Preattentive mechanism makes it possible since boundary between two groups of elements with the same visual feature is detected preattentively

#Q.4)

plot_7<- ggplot(data, aes(x = oleic, y = eicosenoic, color = cut_interval(linoleic, n = 3), shape = cut_interval(palmitic, n = 3), size = cut_interval(palmitoleic, n = 3))) + geom_point() + labs(color = "Linoleic interval ", title = "plot-7", size = "palmitoleic interval", shape = "palmitic interval") 

plot_7
## Warning: Using size for a discrete variable is not advised.

Due to overload of information and different legend values as shown in the above plot, it makes it difficult to differentiate between the observations.

The perception problem is visual overload as we are overwhelming the user will different shape, size and color making it difficult to truly understand the plot with ease.

#Q.5)

plot_8<- ggplot(data, aes(x = oleic, y = eicosenoic, color = factor(Region), shape = cut_interval(palmitic, n = 3), size = cut_interval(palmitoleic, n = 3))) + geom_point() + labs(color = "Linoleic interval ", title = "plot-8", size = "palmitoleic interval", shape = "palmitic interval") 

plot_8
## Warning: Using size for a discrete variable is not advised.

This is because a figure is processed in parallel by checking individual feature maps.

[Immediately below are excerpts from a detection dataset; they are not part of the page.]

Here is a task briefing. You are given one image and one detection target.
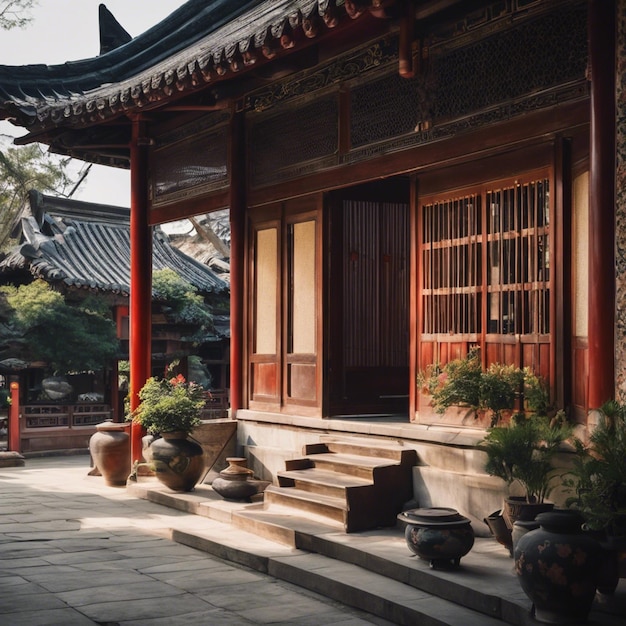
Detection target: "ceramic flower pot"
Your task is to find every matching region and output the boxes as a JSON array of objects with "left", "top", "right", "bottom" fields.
[
  {"left": 502, "top": 496, "right": 554, "bottom": 531},
  {"left": 150, "top": 432, "right": 204, "bottom": 491},
  {"left": 89, "top": 421, "right": 130, "bottom": 487},
  {"left": 514, "top": 510, "right": 603, "bottom": 624},
  {"left": 398, "top": 507, "right": 474, "bottom": 569},
  {"left": 211, "top": 457, "right": 257, "bottom": 501}
]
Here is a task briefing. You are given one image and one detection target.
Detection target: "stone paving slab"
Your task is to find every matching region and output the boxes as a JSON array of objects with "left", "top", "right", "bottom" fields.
[
  {"left": 0, "top": 456, "right": 390, "bottom": 626},
  {"left": 129, "top": 458, "right": 626, "bottom": 626}
]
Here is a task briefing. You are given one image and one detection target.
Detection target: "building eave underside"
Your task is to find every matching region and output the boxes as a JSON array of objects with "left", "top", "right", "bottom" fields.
[{"left": 0, "top": 0, "right": 458, "bottom": 167}]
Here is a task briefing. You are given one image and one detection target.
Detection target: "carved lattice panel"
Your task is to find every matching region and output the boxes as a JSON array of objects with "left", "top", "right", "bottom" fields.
[
  {"left": 248, "top": 94, "right": 339, "bottom": 186},
  {"left": 151, "top": 127, "right": 228, "bottom": 204}
]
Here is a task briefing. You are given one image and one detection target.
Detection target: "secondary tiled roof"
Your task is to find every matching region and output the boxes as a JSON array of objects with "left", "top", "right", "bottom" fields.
[{"left": 0, "top": 192, "right": 228, "bottom": 296}]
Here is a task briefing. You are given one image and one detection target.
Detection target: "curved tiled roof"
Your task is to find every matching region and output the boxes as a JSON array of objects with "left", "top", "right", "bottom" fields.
[
  {"left": 0, "top": 0, "right": 378, "bottom": 132},
  {"left": 0, "top": 192, "right": 228, "bottom": 297}
]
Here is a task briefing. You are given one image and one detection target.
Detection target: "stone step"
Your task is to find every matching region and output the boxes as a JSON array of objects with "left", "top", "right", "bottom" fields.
[
  {"left": 127, "top": 478, "right": 626, "bottom": 626},
  {"left": 277, "top": 467, "right": 374, "bottom": 499},
  {"left": 263, "top": 485, "right": 348, "bottom": 527},
  {"left": 172, "top": 530, "right": 502, "bottom": 626},
  {"left": 320, "top": 435, "right": 418, "bottom": 465},
  {"left": 294, "top": 452, "right": 399, "bottom": 480}
]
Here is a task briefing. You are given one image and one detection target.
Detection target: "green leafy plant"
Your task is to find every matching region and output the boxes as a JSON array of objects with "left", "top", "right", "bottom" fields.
[
  {"left": 130, "top": 366, "right": 205, "bottom": 435},
  {"left": 418, "top": 349, "right": 550, "bottom": 426},
  {"left": 480, "top": 414, "right": 573, "bottom": 502},
  {"left": 0, "top": 280, "right": 120, "bottom": 374},
  {"left": 152, "top": 268, "right": 213, "bottom": 328},
  {"left": 564, "top": 400, "right": 626, "bottom": 537}
]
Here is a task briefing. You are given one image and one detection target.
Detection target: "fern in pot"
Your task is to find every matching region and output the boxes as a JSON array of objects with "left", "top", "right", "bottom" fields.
[{"left": 481, "top": 414, "right": 573, "bottom": 528}]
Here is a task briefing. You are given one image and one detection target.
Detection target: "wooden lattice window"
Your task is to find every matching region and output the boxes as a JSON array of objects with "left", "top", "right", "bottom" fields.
[
  {"left": 420, "top": 177, "right": 550, "bottom": 341},
  {"left": 422, "top": 195, "right": 483, "bottom": 334},
  {"left": 486, "top": 180, "right": 550, "bottom": 335}
]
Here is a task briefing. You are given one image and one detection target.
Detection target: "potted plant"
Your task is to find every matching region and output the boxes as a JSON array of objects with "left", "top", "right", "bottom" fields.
[
  {"left": 418, "top": 349, "right": 550, "bottom": 427},
  {"left": 131, "top": 366, "right": 205, "bottom": 491},
  {"left": 564, "top": 400, "right": 626, "bottom": 593},
  {"left": 481, "top": 411, "right": 573, "bottom": 528}
]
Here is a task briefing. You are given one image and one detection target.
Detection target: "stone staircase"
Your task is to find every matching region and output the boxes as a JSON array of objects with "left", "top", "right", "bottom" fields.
[
  {"left": 264, "top": 436, "right": 417, "bottom": 533},
  {"left": 127, "top": 477, "right": 626, "bottom": 626}
]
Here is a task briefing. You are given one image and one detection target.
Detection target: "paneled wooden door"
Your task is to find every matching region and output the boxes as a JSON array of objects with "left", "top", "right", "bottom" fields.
[{"left": 324, "top": 179, "right": 410, "bottom": 416}]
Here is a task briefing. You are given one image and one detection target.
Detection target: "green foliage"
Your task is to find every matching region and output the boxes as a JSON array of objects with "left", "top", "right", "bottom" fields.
[
  {"left": 0, "top": 0, "right": 37, "bottom": 30},
  {"left": 0, "top": 280, "right": 119, "bottom": 374},
  {"left": 0, "top": 144, "right": 74, "bottom": 249},
  {"left": 132, "top": 366, "right": 204, "bottom": 435},
  {"left": 565, "top": 400, "right": 626, "bottom": 537},
  {"left": 480, "top": 415, "right": 573, "bottom": 502},
  {"left": 426, "top": 350, "right": 483, "bottom": 413},
  {"left": 418, "top": 349, "right": 550, "bottom": 426},
  {"left": 152, "top": 268, "right": 213, "bottom": 339}
]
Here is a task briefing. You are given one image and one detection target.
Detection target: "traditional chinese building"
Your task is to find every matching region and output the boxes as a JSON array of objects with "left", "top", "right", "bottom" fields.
[
  {"left": 0, "top": 0, "right": 626, "bottom": 519},
  {"left": 0, "top": 190, "right": 230, "bottom": 452}
]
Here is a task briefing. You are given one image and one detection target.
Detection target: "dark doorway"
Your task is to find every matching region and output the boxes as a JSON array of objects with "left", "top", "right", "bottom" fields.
[{"left": 324, "top": 178, "right": 410, "bottom": 417}]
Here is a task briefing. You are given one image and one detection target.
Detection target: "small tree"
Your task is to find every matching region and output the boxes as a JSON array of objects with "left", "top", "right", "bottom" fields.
[
  {"left": 152, "top": 269, "right": 213, "bottom": 342},
  {"left": 0, "top": 280, "right": 119, "bottom": 374}
]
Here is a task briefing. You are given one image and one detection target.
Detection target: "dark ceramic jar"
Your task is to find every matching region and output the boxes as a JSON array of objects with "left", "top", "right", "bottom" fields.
[
  {"left": 211, "top": 456, "right": 257, "bottom": 502},
  {"left": 398, "top": 507, "right": 474, "bottom": 568},
  {"left": 150, "top": 432, "right": 204, "bottom": 491},
  {"left": 514, "top": 510, "right": 602, "bottom": 624}
]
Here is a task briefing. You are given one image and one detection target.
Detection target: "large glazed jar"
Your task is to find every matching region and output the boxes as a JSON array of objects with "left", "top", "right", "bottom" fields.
[
  {"left": 150, "top": 432, "right": 204, "bottom": 491},
  {"left": 89, "top": 421, "right": 130, "bottom": 487},
  {"left": 514, "top": 510, "right": 602, "bottom": 624},
  {"left": 398, "top": 507, "right": 474, "bottom": 568}
]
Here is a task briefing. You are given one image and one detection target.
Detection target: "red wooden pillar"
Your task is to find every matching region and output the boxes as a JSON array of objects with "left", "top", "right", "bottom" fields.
[
  {"left": 129, "top": 117, "right": 152, "bottom": 463},
  {"left": 7, "top": 382, "right": 22, "bottom": 452},
  {"left": 588, "top": 0, "right": 616, "bottom": 409},
  {"left": 229, "top": 113, "right": 246, "bottom": 417}
]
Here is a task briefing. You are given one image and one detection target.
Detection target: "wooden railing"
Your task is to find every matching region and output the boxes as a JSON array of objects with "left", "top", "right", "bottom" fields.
[{"left": 21, "top": 403, "right": 112, "bottom": 431}]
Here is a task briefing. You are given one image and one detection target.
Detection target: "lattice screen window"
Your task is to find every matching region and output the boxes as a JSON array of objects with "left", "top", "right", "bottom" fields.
[
  {"left": 486, "top": 180, "right": 550, "bottom": 335},
  {"left": 421, "top": 179, "right": 550, "bottom": 335},
  {"left": 422, "top": 195, "right": 482, "bottom": 334}
]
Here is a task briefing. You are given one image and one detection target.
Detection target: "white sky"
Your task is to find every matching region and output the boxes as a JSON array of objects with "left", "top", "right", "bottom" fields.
[{"left": 0, "top": 0, "right": 185, "bottom": 206}]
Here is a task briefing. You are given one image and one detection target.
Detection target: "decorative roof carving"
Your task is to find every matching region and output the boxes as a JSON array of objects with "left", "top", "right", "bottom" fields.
[{"left": 0, "top": 0, "right": 393, "bottom": 135}]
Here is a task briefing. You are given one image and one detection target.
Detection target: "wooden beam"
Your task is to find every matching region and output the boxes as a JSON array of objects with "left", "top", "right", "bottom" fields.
[
  {"left": 129, "top": 116, "right": 152, "bottom": 465},
  {"left": 588, "top": 0, "right": 616, "bottom": 409}
]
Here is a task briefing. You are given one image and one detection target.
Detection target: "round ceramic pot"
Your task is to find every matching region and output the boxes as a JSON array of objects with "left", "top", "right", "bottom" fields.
[
  {"left": 511, "top": 519, "right": 539, "bottom": 556},
  {"left": 211, "top": 457, "right": 257, "bottom": 502},
  {"left": 150, "top": 433, "right": 204, "bottom": 491},
  {"left": 514, "top": 510, "right": 602, "bottom": 624},
  {"left": 398, "top": 507, "right": 474, "bottom": 568},
  {"left": 89, "top": 421, "right": 130, "bottom": 487}
]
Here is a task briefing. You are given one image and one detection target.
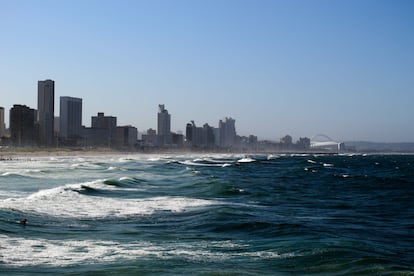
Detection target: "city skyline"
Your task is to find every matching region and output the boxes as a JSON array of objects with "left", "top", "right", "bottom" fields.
[{"left": 0, "top": 0, "right": 414, "bottom": 142}]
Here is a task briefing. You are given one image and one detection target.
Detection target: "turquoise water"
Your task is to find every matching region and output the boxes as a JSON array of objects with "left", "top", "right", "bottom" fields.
[{"left": 0, "top": 154, "right": 414, "bottom": 275}]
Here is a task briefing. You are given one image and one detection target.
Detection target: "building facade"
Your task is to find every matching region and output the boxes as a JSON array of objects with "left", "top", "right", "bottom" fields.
[
  {"left": 0, "top": 107, "right": 6, "bottom": 138},
  {"left": 10, "top": 104, "right": 37, "bottom": 146},
  {"left": 37, "top": 80, "right": 55, "bottom": 147},
  {"left": 157, "top": 104, "right": 171, "bottom": 146},
  {"left": 59, "top": 97, "right": 82, "bottom": 140},
  {"left": 219, "top": 117, "right": 236, "bottom": 148}
]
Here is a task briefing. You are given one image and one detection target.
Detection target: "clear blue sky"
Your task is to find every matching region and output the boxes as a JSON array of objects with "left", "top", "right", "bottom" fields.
[{"left": 0, "top": 0, "right": 414, "bottom": 142}]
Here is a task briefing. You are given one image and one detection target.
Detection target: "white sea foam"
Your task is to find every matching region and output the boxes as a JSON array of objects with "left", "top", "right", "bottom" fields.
[
  {"left": 0, "top": 235, "right": 293, "bottom": 267},
  {"left": 237, "top": 157, "right": 256, "bottom": 163},
  {"left": 0, "top": 181, "right": 218, "bottom": 218}
]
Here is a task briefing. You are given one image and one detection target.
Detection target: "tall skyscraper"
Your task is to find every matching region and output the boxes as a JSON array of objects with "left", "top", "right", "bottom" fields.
[
  {"left": 158, "top": 104, "right": 171, "bottom": 146},
  {"left": 219, "top": 117, "right": 236, "bottom": 147},
  {"left": 0, "top": 107, "right": 6, "bottom": 138},
  {"left": 9, "top": 104, "right": 37, "bottom": 146},
  {"left": 37, "top": 80, "right": 55, "bottom": 146},
  {"left": 59, "top": 97, "right": 82, "bottom": 140}
]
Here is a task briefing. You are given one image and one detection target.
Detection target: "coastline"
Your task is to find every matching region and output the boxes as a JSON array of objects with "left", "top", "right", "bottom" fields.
[{"left": 0, "top": 148, "right": 414, "bottom": 161}]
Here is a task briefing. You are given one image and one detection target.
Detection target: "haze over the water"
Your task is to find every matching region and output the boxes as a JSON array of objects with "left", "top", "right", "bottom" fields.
[{"left": 0, "top": 0, "right": 414, "bottom": 142}]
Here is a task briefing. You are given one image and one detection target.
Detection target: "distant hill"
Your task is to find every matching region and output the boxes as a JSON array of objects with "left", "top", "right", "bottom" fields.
[{"left": 344, "top": 141, "right": 414, "bottom": 153}]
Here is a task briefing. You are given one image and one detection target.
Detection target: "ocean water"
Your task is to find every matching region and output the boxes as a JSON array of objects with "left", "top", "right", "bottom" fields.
[{"left": 0, "top": 154, "right": 414, "bottom": 275}]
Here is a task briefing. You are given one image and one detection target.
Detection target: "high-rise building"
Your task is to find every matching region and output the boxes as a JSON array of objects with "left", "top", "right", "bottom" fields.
[
  {"left": 59, "top": 97, "right": 82, "bottom": 140},
  {"left": 37, "top": 80, "right": 55, "bottom": 146},
  {"left": 9, "top": 104, "right": 37, "bottom": 146},
  {"left": 92, "top": 112, "right": 116, "bottom": 129},
  {"left": 0, "top": 107, "right": 6, "bottom": 138},
  {"left": 158, "top": 104, "right": 171, "bottom": 146},
  {"left": 219, "top": 117, "right": 236, "bottom": 148}
]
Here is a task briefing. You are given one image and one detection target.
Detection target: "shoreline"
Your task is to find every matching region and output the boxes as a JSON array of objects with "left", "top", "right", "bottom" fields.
[{"left": 0, "top": 148, "right": 414, "bottom": 161}]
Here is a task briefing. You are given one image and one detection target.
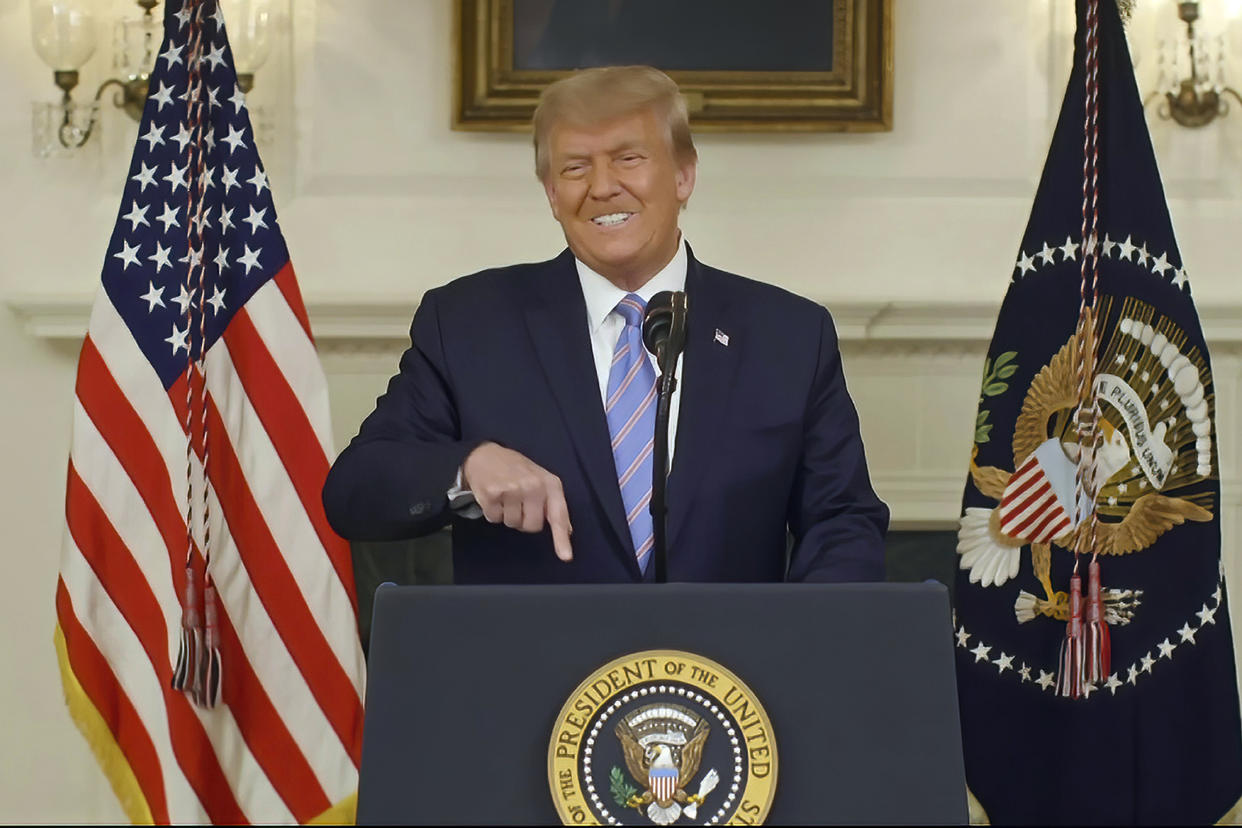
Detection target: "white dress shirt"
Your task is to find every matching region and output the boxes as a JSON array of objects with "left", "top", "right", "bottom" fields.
[{"left": 448, "top": 238, "right": 687, "bottom": 518}]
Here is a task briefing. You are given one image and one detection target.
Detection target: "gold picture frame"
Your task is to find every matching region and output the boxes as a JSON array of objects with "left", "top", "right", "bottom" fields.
[{"left": 452, "top": 0, "right": 893, "bottom": 132}]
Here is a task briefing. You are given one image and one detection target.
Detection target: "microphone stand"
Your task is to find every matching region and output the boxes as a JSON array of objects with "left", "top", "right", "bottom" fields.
[{"left": 651, "top": 293, "right": 686, "bottom": 583}]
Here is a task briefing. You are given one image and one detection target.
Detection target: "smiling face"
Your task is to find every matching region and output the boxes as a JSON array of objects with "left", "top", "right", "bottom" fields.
[{"left": 543, "top": 108, "right": 696, "bottom": 290}]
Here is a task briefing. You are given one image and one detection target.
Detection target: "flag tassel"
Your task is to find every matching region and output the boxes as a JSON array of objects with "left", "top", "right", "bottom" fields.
[
  {"left": 1087, "top": 561, "right": 1113, "bottom": 684},
  {"left": 202, "top": 582, "right": 224, "bottom": 709},
  {"left": 1057, "top": 572, "right": 1086, "bottom": 699},
  {"left": 173, "top": 565, "right": 202, "bottom": 700}
]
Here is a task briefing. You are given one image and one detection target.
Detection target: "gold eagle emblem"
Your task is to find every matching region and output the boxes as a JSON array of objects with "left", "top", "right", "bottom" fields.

So we can visually notice differences preattentively for the basic visual features so we can easily differentiate by color.

But then to distinguish between a combination of visual features (red + square object) will take longer due to serial search.

#Q.6)

library(plotly)
## 
## Attaching package: 'plotly'
## The following object is masked from 'package:ggplot2':
## 
##     last_plot
## The following object is masked from 'package:stats':
## 
##     filter
## The following object is masked from 'package:graphics':
## 
##     layout
library(dplyr)
## 
## Attaching package: 'dplyr'
## The following objects are masked from 'package:stats':
## 
##     filter, lag
## The following objects are masked from 'package:base':
## 
##     intersect, setdiff, setequal, union
var <- data %>% select(Area) %>% group_by(Area) %>% count() %>% mutate(Proportion = n / 572)
var <- as.data.frame(var)

var %>% plot_ly(labels = ~Area, values = ~Proportion, type = "pie", textinfo = 'none', hoverinfo = 'label+percent') %>% layout(showlegend = FALSE, title = 'proportions of oils from different areas')

Just by looking at the pie chart, it is hard to understand what area and percentage does each portion of the pie correspond to. We would need to hover over each part of the pie to identify the area and its percentage making it also hard to compare different portions of the pie.

#Q.7)

ggplot(data, aes(x = linoleic, y = eicosenoic)) + geom_density_2d() + labs (title="Plot-9")

ggplot(data, aes(x = linoleic, y = eicosenoic)) + geom_point() + labs (title="Plot-10")

This is because while in the scatter plot we are able to see each data point so get more detail and clarity, the contour plot just shows the area of high and low concentration. And the contour plot provides less detail and just an abstraction which can also be misleading sometimes if for example the amount of data points that we have is less.